Entropy can be viewed as the cost of encoding a specific distribution $X$.
Since I will describe it in terms of encoding messages, let me change the notation to make the description more intuitive. We want to transmit some message $(M=m)$ across some channel $C$. Intuitively, the cost of sending a messages across a channel is the length of the encoding of the message $m$. i.e. the longer the message, the more it will cost us to send the message since we have to send more (bits) of information. The frequency (and the probability) of getting each message is dictated by the language $\mathcal{L}$ which the message came from. For example, the language could be $\mathcal{L} = English$, were the word "the" is probably relatively common (i.e. high frequency and high probability) and thus, we should choose wisely how to encode this, since we will have to send it very often (or in the case of English, write it pretty pretty often!). So we want an efficient encoding for "the". By efficient, we want it to mean choosing a encoding that happens to choose less number of "stuff" (or information, bits etc) that we need to send through the channel. Since the messages we have to send are somewhat random, then its seems reasonable that we aim to send the least amount of bits that we can, at least on average. i.e intuitively, we want to minimize:
$$ E[ |M|] = \sum_m Pr[M=m]|m|$$
where $|m|$ denotes the length of the encoding of message m.
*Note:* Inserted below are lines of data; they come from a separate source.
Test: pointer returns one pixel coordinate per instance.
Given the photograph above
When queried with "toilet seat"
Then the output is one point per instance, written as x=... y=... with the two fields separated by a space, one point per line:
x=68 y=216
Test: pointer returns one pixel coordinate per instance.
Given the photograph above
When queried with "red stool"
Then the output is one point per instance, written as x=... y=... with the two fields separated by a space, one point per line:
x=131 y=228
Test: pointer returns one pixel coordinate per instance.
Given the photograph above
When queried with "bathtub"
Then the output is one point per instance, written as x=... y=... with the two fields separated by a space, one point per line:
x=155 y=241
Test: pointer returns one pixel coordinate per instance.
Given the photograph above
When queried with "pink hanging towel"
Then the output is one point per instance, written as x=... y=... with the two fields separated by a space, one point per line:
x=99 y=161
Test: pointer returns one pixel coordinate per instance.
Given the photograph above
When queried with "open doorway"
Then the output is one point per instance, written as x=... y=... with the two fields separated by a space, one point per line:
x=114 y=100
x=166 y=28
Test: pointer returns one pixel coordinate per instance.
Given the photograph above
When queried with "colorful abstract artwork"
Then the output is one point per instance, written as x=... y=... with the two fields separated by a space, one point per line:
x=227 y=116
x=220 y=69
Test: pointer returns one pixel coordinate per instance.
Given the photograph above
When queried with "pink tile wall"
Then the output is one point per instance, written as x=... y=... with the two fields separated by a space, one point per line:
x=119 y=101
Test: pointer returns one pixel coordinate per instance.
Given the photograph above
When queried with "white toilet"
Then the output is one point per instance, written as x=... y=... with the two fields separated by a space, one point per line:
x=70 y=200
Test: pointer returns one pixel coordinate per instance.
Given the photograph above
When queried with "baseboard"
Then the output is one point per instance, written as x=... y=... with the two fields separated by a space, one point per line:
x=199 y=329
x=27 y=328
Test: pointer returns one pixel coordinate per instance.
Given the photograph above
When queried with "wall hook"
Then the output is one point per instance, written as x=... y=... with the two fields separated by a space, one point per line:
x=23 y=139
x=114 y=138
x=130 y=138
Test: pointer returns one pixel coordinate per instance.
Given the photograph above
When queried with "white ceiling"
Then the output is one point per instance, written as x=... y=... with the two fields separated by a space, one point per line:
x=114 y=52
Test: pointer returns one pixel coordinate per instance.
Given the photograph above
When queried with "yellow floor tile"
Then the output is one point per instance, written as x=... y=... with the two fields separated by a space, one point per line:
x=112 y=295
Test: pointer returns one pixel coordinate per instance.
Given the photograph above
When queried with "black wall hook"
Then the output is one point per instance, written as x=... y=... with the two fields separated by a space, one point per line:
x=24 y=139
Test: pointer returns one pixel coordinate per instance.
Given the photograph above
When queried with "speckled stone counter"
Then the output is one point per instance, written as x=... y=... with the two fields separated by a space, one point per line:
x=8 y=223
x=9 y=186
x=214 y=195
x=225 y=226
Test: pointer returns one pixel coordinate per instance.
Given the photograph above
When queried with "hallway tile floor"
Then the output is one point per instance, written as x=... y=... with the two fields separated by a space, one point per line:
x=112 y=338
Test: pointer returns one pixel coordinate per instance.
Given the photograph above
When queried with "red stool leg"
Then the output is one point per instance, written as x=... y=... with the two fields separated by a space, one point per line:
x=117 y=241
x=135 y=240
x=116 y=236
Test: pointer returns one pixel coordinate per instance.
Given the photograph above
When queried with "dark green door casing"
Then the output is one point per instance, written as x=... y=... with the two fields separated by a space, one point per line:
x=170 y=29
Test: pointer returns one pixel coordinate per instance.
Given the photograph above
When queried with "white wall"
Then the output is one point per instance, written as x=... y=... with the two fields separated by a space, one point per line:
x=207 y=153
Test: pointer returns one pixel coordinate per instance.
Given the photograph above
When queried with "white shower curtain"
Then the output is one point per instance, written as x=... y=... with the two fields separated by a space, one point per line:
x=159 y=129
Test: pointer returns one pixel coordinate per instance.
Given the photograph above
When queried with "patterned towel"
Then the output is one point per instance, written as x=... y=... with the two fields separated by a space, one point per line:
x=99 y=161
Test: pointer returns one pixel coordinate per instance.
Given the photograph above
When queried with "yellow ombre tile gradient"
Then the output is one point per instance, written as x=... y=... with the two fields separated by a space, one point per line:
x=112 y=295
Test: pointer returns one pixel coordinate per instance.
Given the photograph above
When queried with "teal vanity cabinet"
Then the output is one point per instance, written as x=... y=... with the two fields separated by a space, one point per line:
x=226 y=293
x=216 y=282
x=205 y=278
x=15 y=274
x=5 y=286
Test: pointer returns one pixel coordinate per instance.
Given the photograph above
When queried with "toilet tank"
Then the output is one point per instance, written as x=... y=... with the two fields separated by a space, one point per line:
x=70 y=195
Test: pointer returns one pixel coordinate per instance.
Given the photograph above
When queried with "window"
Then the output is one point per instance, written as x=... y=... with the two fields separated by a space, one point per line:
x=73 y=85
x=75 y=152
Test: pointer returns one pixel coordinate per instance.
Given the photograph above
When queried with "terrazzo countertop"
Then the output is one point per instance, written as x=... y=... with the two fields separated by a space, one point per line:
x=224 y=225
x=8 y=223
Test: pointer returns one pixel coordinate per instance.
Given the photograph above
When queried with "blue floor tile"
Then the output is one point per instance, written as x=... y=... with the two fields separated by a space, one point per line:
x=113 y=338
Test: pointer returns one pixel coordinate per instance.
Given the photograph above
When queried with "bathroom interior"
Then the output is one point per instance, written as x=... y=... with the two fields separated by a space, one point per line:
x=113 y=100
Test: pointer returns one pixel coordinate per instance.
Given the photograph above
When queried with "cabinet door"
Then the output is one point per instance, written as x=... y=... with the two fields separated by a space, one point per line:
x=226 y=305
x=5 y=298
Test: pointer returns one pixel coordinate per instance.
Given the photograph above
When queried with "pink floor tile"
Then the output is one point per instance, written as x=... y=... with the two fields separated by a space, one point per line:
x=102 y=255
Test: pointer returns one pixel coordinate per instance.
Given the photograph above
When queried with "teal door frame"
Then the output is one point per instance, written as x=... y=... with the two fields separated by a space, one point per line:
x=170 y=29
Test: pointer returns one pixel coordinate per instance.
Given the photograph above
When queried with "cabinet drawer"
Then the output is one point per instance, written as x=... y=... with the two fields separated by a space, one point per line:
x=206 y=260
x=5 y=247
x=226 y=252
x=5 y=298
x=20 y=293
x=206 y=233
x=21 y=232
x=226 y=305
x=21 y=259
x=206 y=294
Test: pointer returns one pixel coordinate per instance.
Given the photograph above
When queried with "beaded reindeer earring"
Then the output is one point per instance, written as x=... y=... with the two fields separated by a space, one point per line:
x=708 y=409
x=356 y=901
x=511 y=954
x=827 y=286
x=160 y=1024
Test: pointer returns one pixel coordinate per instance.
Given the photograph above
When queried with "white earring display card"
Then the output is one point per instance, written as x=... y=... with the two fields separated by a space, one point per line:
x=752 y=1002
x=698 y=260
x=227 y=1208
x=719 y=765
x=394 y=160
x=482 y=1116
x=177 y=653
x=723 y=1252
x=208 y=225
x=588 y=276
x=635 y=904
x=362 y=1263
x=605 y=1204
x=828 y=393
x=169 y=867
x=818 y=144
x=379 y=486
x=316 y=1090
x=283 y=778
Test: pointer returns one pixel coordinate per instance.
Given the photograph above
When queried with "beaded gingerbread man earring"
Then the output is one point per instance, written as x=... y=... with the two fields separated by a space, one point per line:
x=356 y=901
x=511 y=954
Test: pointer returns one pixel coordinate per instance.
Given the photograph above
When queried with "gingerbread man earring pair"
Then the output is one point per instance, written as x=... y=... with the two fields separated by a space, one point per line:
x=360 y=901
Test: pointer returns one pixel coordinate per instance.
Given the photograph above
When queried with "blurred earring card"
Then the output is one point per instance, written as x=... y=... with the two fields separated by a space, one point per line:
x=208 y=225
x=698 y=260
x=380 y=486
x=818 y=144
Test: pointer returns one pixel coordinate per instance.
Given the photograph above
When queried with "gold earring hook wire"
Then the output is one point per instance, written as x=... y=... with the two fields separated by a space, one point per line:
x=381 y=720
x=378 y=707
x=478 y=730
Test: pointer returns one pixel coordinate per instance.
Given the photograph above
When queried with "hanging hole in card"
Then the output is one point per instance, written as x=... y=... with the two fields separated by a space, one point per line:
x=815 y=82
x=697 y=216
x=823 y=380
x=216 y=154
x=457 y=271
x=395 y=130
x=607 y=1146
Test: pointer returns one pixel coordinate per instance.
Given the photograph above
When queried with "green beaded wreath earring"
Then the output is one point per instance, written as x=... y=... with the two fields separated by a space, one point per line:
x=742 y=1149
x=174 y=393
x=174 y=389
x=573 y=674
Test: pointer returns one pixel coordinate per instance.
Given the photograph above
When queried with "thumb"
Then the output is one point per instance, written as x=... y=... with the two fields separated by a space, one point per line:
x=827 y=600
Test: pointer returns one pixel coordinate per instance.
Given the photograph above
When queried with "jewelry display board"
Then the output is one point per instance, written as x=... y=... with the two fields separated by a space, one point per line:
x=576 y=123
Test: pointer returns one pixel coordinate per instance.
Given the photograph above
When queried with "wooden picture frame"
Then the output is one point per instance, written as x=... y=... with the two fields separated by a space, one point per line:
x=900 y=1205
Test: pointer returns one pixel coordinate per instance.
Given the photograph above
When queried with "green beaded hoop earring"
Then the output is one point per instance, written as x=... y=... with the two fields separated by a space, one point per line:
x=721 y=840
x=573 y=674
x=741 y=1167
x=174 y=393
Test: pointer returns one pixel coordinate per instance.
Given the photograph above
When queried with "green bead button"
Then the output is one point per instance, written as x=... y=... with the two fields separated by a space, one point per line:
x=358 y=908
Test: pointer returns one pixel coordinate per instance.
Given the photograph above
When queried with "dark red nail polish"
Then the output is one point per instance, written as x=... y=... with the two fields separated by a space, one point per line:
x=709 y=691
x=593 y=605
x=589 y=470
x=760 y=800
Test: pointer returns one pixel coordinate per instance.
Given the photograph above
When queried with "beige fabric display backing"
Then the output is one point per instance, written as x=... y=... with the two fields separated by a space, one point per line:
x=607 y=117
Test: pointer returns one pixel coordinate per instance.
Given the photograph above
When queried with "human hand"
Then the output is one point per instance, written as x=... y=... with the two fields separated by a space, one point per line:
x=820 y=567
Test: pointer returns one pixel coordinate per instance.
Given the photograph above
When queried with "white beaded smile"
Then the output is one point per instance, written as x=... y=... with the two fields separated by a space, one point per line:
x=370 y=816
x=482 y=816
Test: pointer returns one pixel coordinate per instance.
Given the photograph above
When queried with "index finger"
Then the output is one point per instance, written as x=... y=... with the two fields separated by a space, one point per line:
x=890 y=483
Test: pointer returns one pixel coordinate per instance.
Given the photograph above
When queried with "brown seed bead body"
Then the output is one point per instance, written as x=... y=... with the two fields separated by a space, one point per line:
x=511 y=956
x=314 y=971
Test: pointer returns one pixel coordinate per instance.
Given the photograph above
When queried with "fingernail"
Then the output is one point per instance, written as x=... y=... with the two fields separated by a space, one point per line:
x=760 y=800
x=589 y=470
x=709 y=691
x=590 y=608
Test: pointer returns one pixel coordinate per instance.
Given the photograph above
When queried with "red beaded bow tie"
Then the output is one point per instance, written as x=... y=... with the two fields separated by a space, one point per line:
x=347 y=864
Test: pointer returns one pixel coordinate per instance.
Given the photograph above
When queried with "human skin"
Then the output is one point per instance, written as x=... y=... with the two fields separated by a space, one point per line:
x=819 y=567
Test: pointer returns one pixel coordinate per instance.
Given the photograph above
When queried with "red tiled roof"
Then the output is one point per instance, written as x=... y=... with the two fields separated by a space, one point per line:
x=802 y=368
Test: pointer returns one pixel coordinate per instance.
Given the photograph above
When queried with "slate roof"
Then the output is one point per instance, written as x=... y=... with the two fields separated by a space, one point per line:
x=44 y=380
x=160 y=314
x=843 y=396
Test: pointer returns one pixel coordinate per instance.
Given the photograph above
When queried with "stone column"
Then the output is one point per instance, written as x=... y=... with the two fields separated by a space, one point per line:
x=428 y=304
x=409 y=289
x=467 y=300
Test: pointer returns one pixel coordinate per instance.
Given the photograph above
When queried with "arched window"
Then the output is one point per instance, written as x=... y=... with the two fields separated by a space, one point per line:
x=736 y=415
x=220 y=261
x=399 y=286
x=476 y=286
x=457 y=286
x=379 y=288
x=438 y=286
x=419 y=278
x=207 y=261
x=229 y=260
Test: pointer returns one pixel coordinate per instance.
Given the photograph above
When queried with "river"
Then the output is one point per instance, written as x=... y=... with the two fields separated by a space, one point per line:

For example, we might want to encode it this way: for common (high probability) messages lets use fewer bits of information to encode them since we have to send them very frequently. So we can encode them based of the relative frequency dictated by the distribution for $\mathcal{L}$. With a little more thought you can come up with Huffman coding or some other scheme similar to it, if you make sure that the messages can be decoded unambiguously, the main idea in my opinion is to encode frequent words with short code lengths and infrequent ones with longer code lengths.
It turns out that Shannon proved that the notion of entropy provides a precise lower bound for the expected number of bits required to encode instances/messages sampled from $P(M)$. i.e. if we consider any proper codebook for values of $M \in \mathcal{L}$, then the expected code length, relative to the distribution $P(M)$, cannot be less than the entropy $H(M)$:
$$H(M) \leq E[|M|]$$
Since there exists a scheme that makes this inequality tight, then we can expect to encode the messages $M$ as efficiently as possible (on average).
Thus, returning to the interpretation I suggested. Since, the cost of encoding something can be thought of as the number of bits we need to send through a channel, and the optimum value (entropy) can be achieved, then entropy becomes the expected cost of encoding a distribution of messages.
(or if you want to view it from the inequalities perspective, its the best/minimum expected cost you can have to encode any known distribution $P(M)$.)